素面なら屋外もやぶさかではないとの事「そうだ、キャンプ行こう」
脱稿から解放されカップケーキを平らげたロナルドは頭の中で思いついた言葉をそのまま口にし、リビングの戸棚を開け放った。外に転がり出てくる品々からマットレスとタオルと着替えと、何か使えそうなものをかき集めて小さな山を作り上げる。テントは見つけられなかったが、後で何処かで買えばいい。
「キャンプといえばー……キャンプファイアーか! デカい炎でマシュマロ焼いて朝まで踊るんだよな!」
ふわふわとしたイメージを拠り所にして、今度はキャンプファイアーの炎を起こせそうなものを探し始める。

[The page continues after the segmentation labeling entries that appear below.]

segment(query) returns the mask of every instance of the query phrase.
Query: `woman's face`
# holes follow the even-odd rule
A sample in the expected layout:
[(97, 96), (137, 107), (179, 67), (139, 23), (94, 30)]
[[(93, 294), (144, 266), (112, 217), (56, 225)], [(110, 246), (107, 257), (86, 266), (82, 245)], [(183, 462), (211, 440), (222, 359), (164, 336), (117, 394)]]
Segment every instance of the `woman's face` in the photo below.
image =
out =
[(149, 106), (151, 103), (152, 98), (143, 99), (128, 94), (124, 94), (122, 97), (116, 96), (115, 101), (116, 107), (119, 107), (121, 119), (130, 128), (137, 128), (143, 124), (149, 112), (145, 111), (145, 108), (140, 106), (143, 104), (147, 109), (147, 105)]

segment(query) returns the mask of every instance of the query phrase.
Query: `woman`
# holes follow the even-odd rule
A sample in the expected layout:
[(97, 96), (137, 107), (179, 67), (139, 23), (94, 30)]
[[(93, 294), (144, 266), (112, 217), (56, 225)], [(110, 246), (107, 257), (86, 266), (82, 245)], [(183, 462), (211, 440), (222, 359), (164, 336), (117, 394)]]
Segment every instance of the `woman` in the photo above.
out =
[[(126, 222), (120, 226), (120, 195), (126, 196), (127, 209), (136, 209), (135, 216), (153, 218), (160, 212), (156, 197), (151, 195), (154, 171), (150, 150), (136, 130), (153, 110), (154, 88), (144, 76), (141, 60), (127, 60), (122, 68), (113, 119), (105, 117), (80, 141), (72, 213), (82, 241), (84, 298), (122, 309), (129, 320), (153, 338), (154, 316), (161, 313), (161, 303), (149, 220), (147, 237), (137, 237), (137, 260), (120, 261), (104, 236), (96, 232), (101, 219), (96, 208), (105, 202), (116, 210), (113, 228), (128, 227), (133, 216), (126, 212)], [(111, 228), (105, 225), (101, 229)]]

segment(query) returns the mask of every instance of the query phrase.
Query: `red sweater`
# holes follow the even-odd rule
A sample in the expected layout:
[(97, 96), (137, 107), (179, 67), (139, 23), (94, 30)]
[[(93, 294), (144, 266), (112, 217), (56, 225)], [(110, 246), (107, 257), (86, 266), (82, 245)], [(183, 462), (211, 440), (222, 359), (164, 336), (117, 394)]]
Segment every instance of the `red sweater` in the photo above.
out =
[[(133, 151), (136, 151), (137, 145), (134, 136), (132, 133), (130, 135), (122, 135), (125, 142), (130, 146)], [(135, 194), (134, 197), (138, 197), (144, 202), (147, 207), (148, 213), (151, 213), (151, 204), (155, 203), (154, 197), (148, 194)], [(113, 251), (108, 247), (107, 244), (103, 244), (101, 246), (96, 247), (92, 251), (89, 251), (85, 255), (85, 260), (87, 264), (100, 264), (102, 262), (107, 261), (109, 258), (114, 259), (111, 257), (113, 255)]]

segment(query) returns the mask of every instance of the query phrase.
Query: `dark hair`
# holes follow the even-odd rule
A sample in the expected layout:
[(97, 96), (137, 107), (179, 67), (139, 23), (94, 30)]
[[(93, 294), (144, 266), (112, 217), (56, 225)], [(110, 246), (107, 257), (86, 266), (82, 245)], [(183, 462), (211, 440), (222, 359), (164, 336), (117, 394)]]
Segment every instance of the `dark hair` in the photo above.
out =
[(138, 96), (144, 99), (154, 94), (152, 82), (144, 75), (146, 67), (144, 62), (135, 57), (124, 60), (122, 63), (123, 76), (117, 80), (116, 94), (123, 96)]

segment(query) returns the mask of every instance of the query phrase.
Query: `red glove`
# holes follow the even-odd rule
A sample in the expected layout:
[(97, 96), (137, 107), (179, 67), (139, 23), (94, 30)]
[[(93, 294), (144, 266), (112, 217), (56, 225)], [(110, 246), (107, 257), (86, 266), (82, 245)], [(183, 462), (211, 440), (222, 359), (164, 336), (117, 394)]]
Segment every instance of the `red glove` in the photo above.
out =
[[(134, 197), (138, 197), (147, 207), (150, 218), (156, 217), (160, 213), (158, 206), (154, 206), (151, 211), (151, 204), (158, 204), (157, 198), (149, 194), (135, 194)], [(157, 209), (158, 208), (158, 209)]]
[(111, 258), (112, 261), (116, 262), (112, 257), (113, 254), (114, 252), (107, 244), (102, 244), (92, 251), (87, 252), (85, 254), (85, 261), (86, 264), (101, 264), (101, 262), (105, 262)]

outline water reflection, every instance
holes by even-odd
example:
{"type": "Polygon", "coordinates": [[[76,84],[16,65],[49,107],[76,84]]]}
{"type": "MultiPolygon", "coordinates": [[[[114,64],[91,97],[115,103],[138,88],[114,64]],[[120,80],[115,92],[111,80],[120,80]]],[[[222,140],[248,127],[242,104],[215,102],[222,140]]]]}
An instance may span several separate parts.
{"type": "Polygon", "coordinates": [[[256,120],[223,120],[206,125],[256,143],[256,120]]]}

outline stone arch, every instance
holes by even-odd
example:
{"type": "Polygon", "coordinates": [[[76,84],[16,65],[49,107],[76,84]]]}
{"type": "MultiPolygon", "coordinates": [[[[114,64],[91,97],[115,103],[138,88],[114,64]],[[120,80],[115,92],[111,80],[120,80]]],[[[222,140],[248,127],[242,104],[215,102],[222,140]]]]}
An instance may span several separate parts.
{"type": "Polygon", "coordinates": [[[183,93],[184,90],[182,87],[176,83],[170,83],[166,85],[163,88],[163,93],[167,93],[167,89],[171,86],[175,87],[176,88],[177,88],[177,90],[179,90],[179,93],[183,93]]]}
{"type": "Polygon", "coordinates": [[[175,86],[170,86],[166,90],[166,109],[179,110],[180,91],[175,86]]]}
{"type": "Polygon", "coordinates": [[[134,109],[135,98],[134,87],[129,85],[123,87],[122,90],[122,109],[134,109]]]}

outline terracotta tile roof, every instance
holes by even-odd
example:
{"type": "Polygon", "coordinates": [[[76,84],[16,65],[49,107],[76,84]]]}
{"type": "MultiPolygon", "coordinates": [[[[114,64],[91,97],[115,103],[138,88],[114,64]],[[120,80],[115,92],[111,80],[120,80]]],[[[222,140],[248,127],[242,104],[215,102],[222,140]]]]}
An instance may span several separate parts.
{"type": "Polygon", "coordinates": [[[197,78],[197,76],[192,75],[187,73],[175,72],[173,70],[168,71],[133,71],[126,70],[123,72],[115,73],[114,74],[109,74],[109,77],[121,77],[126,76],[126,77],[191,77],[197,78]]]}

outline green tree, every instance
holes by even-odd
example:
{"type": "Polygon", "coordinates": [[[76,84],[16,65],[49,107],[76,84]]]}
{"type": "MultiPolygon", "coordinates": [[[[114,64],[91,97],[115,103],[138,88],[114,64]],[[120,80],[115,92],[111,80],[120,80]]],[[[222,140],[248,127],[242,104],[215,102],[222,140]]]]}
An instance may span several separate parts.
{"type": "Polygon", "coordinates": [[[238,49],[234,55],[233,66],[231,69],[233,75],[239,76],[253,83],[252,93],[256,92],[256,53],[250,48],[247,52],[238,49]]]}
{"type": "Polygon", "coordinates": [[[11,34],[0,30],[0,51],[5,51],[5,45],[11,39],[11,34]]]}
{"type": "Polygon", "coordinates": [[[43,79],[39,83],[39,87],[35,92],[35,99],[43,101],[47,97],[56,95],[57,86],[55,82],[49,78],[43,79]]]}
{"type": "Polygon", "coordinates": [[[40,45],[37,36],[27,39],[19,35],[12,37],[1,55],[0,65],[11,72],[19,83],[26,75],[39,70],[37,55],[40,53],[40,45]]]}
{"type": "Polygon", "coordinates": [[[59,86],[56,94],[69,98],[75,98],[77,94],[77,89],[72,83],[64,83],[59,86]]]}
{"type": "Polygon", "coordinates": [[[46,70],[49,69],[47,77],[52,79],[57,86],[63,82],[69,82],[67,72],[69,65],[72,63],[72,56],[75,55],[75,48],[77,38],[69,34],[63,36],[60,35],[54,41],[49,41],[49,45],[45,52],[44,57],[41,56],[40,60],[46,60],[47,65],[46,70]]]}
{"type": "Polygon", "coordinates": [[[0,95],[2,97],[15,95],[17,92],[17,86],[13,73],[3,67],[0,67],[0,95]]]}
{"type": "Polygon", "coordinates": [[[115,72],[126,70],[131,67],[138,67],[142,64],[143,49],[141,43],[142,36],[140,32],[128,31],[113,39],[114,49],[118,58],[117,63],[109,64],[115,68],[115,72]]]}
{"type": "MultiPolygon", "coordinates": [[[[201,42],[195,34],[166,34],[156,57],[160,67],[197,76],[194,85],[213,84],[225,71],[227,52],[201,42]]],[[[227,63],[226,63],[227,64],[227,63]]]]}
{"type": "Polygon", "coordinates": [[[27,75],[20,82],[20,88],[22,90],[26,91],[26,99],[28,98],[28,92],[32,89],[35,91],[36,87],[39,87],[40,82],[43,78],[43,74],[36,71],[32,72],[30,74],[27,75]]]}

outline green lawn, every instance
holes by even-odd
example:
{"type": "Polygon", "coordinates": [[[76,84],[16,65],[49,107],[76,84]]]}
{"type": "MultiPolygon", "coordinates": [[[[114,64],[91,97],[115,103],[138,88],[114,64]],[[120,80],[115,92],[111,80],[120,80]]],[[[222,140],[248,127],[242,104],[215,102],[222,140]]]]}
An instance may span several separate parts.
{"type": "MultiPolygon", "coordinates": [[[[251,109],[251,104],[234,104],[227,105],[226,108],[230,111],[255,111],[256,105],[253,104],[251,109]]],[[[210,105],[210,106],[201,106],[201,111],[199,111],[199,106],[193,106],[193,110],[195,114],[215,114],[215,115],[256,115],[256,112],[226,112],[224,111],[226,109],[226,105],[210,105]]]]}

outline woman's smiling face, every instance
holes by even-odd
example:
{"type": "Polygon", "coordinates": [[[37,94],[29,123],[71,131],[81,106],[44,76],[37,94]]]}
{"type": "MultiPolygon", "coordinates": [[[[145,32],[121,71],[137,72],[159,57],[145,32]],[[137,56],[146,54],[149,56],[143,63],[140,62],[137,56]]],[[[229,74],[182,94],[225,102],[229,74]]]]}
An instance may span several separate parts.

最近出番がめっきり減ったライターの火は小さいので、もっとガーッと大きな炎が出て来るのが欲しい。
「んー……うん?」
ふと、テレビの前に置かれたゲーム機各種に紛れた黒い奇妙なフォルムが目に入る。ゲーム機より、人間および高等吸血鬼への精神攻撃に特化した兵器と名乗るのが相応しい気がするそれ。
「これだ! やってやるぜタコ焼きリベンジ!」
「――騒がしいと思ったら私のビンビーで何をするつもりじゃ脱稿ゴリラがぁーーー!」
ロナルドが意気揚々とビン2を掲げた瞬間、いつの間にか予備室から戻ってきたドラルクがビンタをかます。反作用で死んだ主人にジョンは涙した。
◇
「テントも何もない今からじゃどうあがいても夜が明けるだろう」
呆れた様子で言ったドラルクはランチマットとかランタンとかをロナルドへ押しつけると、あれやこれや設営を指示し始める。命令されるのは気に食わなかったが、相手がマントを外してエプロンを装着しているのを見れば美味しいものが出てくる期待が勝って、ジョンと一緒に折りたたみ式の椅子やテーブルを窓の近くに並べた。

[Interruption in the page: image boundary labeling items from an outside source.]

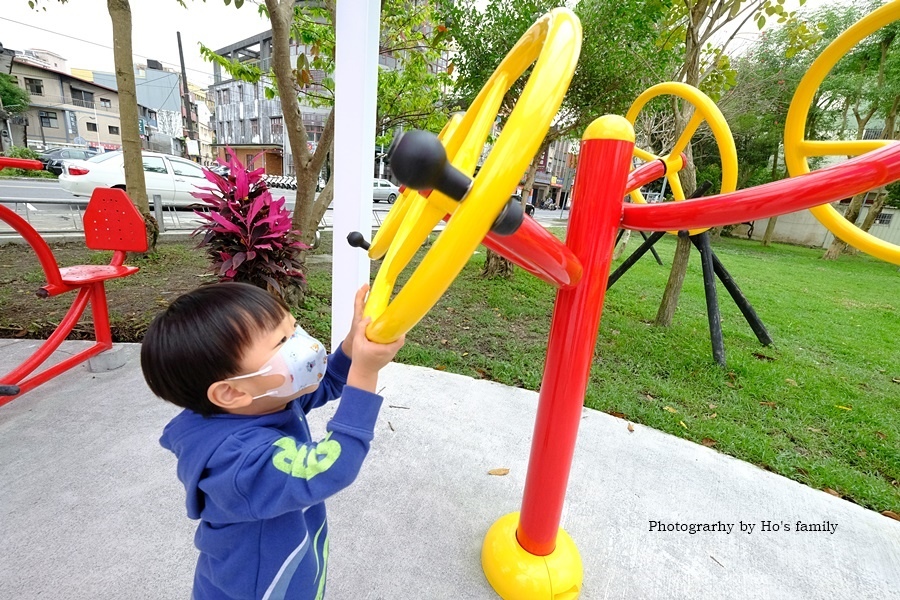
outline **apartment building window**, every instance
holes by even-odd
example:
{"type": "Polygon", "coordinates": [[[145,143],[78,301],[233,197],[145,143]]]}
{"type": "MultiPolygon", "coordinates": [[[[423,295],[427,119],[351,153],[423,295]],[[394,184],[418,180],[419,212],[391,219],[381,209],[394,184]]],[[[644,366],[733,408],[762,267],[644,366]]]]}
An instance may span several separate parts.
{"type": "Polygon", "coordinates": [[[272,135],[281,135],[284,133],[284,117],[272,117],[272,135]]]}
{"type": "Polygon", "coordinates": [[[52,110],[39,111],[38,116],[41,118],[41,127],[59,128],[59,120],[56,118],[56,113],[52,110]]]}
{"type": "Polygon", "coordinates": [[[72,104],[83,106],[84,108],[94,108],[94,94],[72,88],[72,104]]]}
{"type": "Polygon", "coordinates": [[[891,221],[894,220],[894,213],[880,213],[877,217],[875,217],[876,225],[890,225],[891,221]]]}
{"type": "Polygon", "coordinates": [[[42,79],[31,79],[30,77],[26,77],[25,87],[28,88],[28,93],[32,96],[44,95],[44,81],[42,79]]]}

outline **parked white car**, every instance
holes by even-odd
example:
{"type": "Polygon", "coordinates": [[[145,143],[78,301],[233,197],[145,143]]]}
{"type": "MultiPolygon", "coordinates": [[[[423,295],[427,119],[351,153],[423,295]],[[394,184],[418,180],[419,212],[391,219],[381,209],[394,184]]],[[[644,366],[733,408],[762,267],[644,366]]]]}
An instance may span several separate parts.
{"type": "MultiPolygon", "coordinates": [[[[142,152],[147,196],[162,197],[163,205],[186,207],[202,204],[191,196],[196,186],[207,185],[200,165],[187,159],[157,152],[142,152]]],[[[90,197],[97,187],[125,189],[124,156],[121,151],[106,152],[88,160],[67,160],[59,176],[62,189],[75,196],[90,197]]]]}
{"type": "Polygon", "coordinates": [[[372,180],[372,200],[375,202],[386,200],[388,204],[393,204],[399,195],[400,188],[387,179],[372,180]]]}

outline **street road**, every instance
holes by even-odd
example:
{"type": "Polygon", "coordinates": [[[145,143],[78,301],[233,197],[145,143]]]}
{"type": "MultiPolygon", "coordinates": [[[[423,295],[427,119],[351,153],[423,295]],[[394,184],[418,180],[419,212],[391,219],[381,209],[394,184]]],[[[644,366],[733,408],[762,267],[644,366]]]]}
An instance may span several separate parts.
{"type": "MultiPolygon", "coordinates": [[[[0,179],[0,200],[4,201],[28,201],[28,200],[63,200],[68,202],[75,196],[59,187],[55,179],[35,179],[26,181],[20,179],[0,179]]],[[[40,208],[54,210],[68,210],[66,204],[51,204],[40,208]]]]}
{"type": "MultiPolygon", "coordinates": [[[[275,197],[286,196],[293,199],[292,190],[272,189],[275,197]]],[[[15,210],[25,217],[40,232],[80,231],[81,212],[84,211],[86,199],[75,198],[59,186],[59,182],[50,179],[0,179],[0,201],[7,207],[15,210]],[[60,200],[60,203],[52,202],[60,200]],[[81,206],[69,204],[71,201],[81,203],[81,206]]],[[[387,216],[391,205],[384,202],[373,203],[373,225],[378,227],[387,216]]],[[[543,226],[565,225],[569,211],[549,211],[538,209],[535,211],[535,219],[543,226]]],[[[330,229],[333,220],[331,207],[326,211],[322,219],[321,227],[330,229]]],[[[167,229],[193,230],[199,223],[190,210],[178,211],[167,209],[164,211],[164,222],[167,229]]],[[[0,233],[11,231],[11,228],[0,223],[0,233]]]]}

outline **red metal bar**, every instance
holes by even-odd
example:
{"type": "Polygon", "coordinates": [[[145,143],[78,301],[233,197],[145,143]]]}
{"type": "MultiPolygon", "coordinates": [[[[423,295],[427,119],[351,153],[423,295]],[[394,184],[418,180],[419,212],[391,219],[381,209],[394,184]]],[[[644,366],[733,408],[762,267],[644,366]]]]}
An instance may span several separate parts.
{"type": "Polygon", "coordinates": [[[38,261],[41,263],[41,268],[44,269],[44,277],[47,278],[46,287],[49,292],[48,295],[54,296],[72,289],[62,282],[62,277],[59,274],[59,266],[56,264],[56,258],[54,258],[50,246],[47,245],[44,238],[35,231],[34,227],[32,227],[28,221],[2,204],[0,204],[0,221],[9,223],[32,247],[32,249],[34,249],[34,252],[38,256],[38,261]]]}
{"type": "Polygon", "coordinates": [[[610,139],[581,147],[566,245],[584,276],[557,293],[517,531],[522,548],[538,556],[556,546],[633,149],[610,139]]]}
{"type": "Polygon", "coordinates": [[[626,204],[622,227],[672,231],[721,227],[828,204],[900,179],[900,143],[799,177],[663,204],[626,204]]]}
{"type": "Polygon", "coordinates": [[[25,169],[26,171],[40,171],[44,168],[39,160],[28,158],[6,158],[0,156],[0,169],[25,169]]]}
{"type": "Polygon", "coordinates": [[[112,348],[112,330],[109,326],[109,308],[106,305],[106,289],[103,282],[91,285],[91,314],[94,317],[94,337],[105,350],[112,348]]]}
{"type": "Polygon", "coordinates": [[[628,174],[628,183],[625,184],[625,193],[633,192],[634,190],[642,188],[648,183],[652,183],[665,176],[666,163],[662,160],[644,163],[628,174]]]}
{"type": "Polygon", "coordinates": [[[575,254],[531,217],[525,217],[514,234],[489,233],[481,243],[555,287],[570,288],[581,281],[575,254]]]}

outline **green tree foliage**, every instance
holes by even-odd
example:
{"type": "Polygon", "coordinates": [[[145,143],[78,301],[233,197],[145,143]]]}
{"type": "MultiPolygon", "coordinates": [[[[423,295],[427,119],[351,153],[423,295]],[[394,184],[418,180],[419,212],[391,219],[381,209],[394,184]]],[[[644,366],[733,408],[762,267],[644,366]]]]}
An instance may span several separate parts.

いつの間にか買い足されていた木製の食器を取りに来た頃には、キッチンからは香ばしい匂いが立ち上っていた。気になってドラルクの手元を覗き込もうとすれば、後のお楽しみだと制される。それでも、と相手の肩に顎を乗せて小さいフライパンっぽいもの(スキレットだと後から聞くことになる)の中身を見ようとしたら一瞬砂になったドラルクが再生後に角度をずらして口を噛んできた。心臓がびっくりして思わず殴り殺してしまったので、次は空気を読んで欲しい。(お前が言うな、と返された)
それから、明かりを落とした部屋の中、チーズとトマトと半熟目玉焼きを挟んだホットサンドをジョンと一緒に食べて。窓から見える空はいつもの新横浜の夜空だけど、こうして美味しいものをちょっと違うシチュエーションで味わうだけでもキャンプ気分になれるもんだなとしみじみする。
「さてロナルド君、次は何をしようか?」
わざわざ鍋で温めたホットミルクを飲みながら、ドラルクが問いかけてきた。ジョンを膝の上に乗せて笑う姿を見て、こいつも楽しんでるらしいことに嬉しくなる。
――それで、何で自分がキャンプをしようと思い至ったのか何となく分かった。
「寝る」
「……ふーん。まぁ大人しくなってくれるなら構わんが」
「お前の棺桶の隣で寝る」
「えっ」
つまり、今日はテントの中みたいに狭くて近い距離にいたかったのだ。
「ドラ公の隣で寝たい。……だめかよ」
「だめじゃないけどさぁ」
添い寝して欲しいと素直に言いたまえよ五歳児。と、たしなめるように言ったドラルクの手がロナルドの頭を優しく撫でた。